In a similar vein, Amodei warns against the potential for rapid wealth accumulation through large language models and AI’s impact on the job market. He cites Anthropic’s own policy to donate 80% of its wealth and company shares towards charitable causes. However, tech-driven revolutions are not new and each has increased the rich’s share of global wealth. Wealth accumulation due to AI cannot be rectified by the voluntary actions of the richest few. Since 1975, inequality in the US, measured by the Gini coefficient, has been steadily increasing, hovering around 41.8 in 2023, from 35.6 in 1975. In order for voluntary philanthropy to work this time, there has to be radical departure from the economic impact of technological innovations from the last 50 years.

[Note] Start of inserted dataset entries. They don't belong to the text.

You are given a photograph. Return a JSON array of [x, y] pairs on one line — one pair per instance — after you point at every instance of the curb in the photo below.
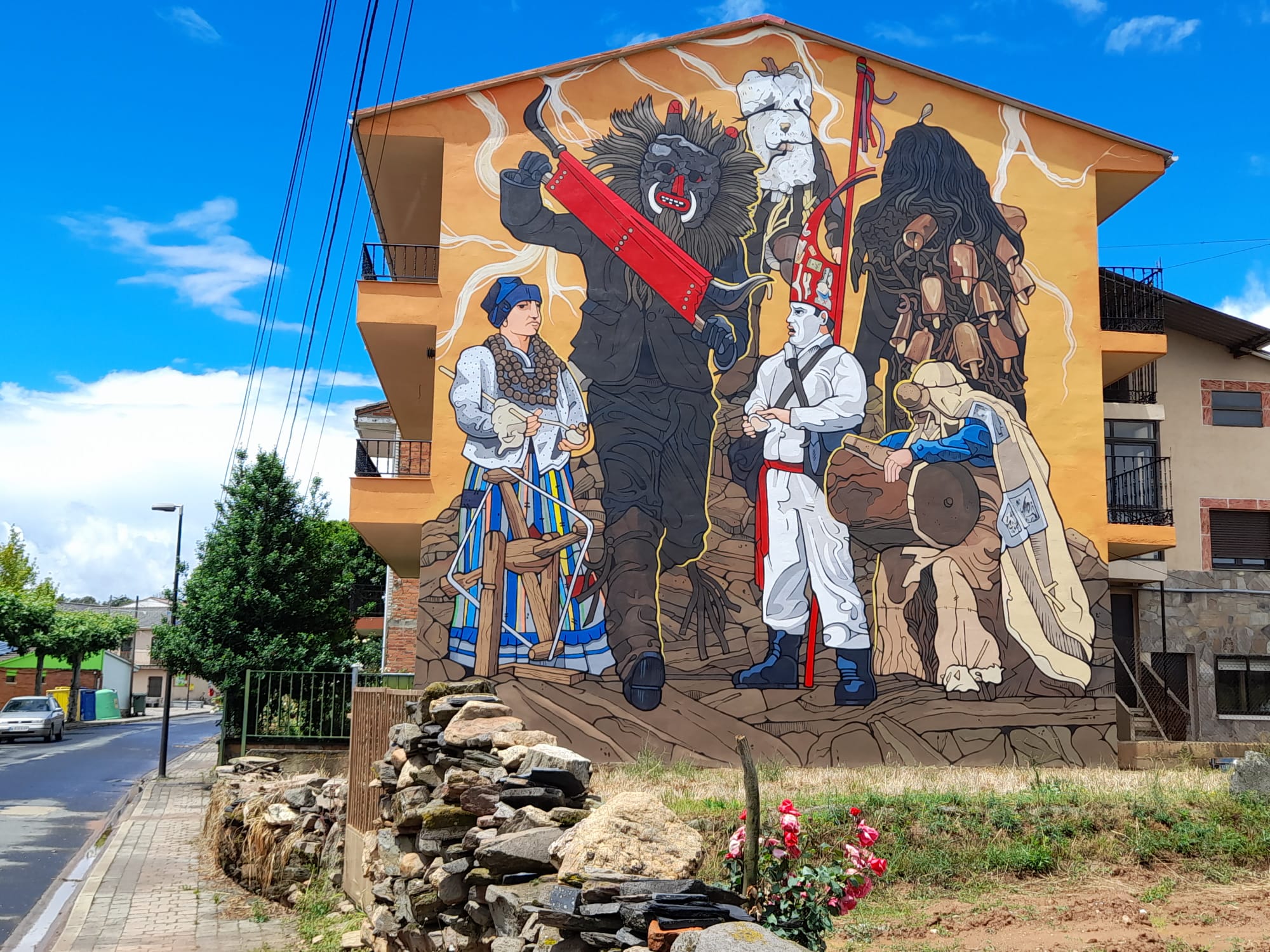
[[77, 873]]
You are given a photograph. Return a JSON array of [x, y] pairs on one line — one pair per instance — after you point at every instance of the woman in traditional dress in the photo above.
[[523, 412]]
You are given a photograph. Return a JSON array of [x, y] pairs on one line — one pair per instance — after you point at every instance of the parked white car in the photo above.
[[32, 718]]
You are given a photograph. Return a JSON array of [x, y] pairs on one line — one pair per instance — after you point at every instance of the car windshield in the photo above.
[[26, 704]]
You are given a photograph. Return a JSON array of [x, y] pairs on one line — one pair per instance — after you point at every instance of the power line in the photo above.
[[295, 187], [375, 180], [1182, 244], [335, 205]]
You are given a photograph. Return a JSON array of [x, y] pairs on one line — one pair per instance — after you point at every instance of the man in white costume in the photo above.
[[805, 400]]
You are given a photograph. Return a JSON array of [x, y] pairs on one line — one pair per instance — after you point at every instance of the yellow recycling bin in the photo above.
[[63, 696]]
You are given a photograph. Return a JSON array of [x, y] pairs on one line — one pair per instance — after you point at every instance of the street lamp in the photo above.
[[167, 687]]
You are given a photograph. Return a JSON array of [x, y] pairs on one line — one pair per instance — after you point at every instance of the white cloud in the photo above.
[[740, 10], [1155, 34], [900, 34], [209, 271], [1254, 304], [191, 25], [1089, 8], [86, 464]]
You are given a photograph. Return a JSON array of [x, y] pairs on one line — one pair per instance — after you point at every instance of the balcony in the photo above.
[[392, 498], [393, 458], [1139, 388], [415, 263], [1132, 303], [1140, 492], [1132, 300]]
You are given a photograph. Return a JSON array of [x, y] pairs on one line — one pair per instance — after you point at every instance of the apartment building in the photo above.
[[747, 383], [1188, 449]]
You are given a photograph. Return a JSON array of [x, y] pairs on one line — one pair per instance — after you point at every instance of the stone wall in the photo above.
[[492, 842], [1227, 615]]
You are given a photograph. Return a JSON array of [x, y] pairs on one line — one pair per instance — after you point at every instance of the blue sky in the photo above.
[[150, 148]]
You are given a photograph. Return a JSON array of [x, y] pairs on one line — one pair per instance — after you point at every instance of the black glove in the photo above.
[[533, 168], [718, 336]]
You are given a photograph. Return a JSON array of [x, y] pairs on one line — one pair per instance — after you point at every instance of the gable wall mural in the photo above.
[[770, 404]]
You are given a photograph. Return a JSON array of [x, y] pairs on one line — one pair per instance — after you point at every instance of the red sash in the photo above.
[[763, 545]]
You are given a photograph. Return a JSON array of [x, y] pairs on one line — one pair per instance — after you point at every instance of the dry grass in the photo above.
[[815, 785]]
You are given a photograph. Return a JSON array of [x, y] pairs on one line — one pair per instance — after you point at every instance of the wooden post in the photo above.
[[750, 864], [490, 621]]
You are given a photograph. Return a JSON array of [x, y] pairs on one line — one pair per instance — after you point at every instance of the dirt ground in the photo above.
[[1130, 913]]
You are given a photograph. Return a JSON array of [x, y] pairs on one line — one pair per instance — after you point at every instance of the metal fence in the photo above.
[[393, 458], [366, 601], [417, 263], [1140, 492], [1139, 388], [1133, 300], [305, 706]]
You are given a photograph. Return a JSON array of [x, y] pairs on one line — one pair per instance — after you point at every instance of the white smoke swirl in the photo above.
[[1017, 140], [486, 175]]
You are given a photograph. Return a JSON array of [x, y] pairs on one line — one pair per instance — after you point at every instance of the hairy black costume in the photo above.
[[946, 271], [651, 400]]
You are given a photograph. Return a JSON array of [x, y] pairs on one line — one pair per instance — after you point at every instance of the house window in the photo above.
[[1244, 686], [1235, 408], [1240, 539]]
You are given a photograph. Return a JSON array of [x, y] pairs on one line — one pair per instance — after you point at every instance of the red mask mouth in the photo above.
[[674, 200]]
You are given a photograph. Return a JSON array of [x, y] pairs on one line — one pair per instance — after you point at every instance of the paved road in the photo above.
[[55, 797]]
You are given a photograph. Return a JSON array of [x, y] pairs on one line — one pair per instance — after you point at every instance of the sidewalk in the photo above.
[[153, 714], [147, 896]]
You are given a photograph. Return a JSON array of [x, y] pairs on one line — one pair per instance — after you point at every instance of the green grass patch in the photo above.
[[952, 840], [318, 916]]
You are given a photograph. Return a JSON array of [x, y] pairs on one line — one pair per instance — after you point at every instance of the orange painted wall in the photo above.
[[1055, 183]]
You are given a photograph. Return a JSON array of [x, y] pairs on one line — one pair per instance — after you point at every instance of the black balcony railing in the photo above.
[[1140, 492], [1139, 388], [366, 601], [1133, 300], [393, 458], [418, 263]]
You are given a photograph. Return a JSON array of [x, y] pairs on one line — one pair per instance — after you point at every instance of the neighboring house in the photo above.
[[20, 675], [968, 619], [148, 677], [379, 455], [1188, 442]]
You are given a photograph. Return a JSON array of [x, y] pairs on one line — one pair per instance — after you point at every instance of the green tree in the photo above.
[[76, 635], [26, 624], [269, 593], [27, 616]]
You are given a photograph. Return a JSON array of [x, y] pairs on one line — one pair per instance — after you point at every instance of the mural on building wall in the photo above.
[[676, 529]]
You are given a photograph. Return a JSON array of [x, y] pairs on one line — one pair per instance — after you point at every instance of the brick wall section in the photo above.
[[25, 686], [1208, 387], [1207, 505], [403, 623]]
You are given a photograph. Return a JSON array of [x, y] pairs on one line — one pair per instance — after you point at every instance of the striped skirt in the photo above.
[[584, 645]]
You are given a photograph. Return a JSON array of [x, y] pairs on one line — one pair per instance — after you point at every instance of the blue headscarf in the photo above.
[[505, 295]]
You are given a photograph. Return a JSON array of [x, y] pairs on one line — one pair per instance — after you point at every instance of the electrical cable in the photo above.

Amodei also recommends a macroeconomic shift. While not recommending a specific tax redesign, ideas of stronger progressive taxation or a tax levied specifically against AI companies point to the necessity for comprehensive macroeconomic policy that takes job loss into account. Facing a threat of severe economic disruption – namely mass job loss affecting entry-level workers and the white-collar middle class – there must be a macroeconomic approach on a national scale.

Domestic legislation will not be sufficient. Amodei recognises the necessity of state-intervention away from concentrating economic power in the hands of AI producers, but this requires a global effort as well. Concentration of wealth via AI to a handful of people within one country will reflect domestic worries of lack of competition and innovation on a global scale.

This requires policy-makers and public opinion to take seriously AI development and to critically engage with what this technology can, and should, do. Doomerism is not necessary, but comprehensive political action is.

Jordan Nann is Accounts and Content Executive at OMFIF.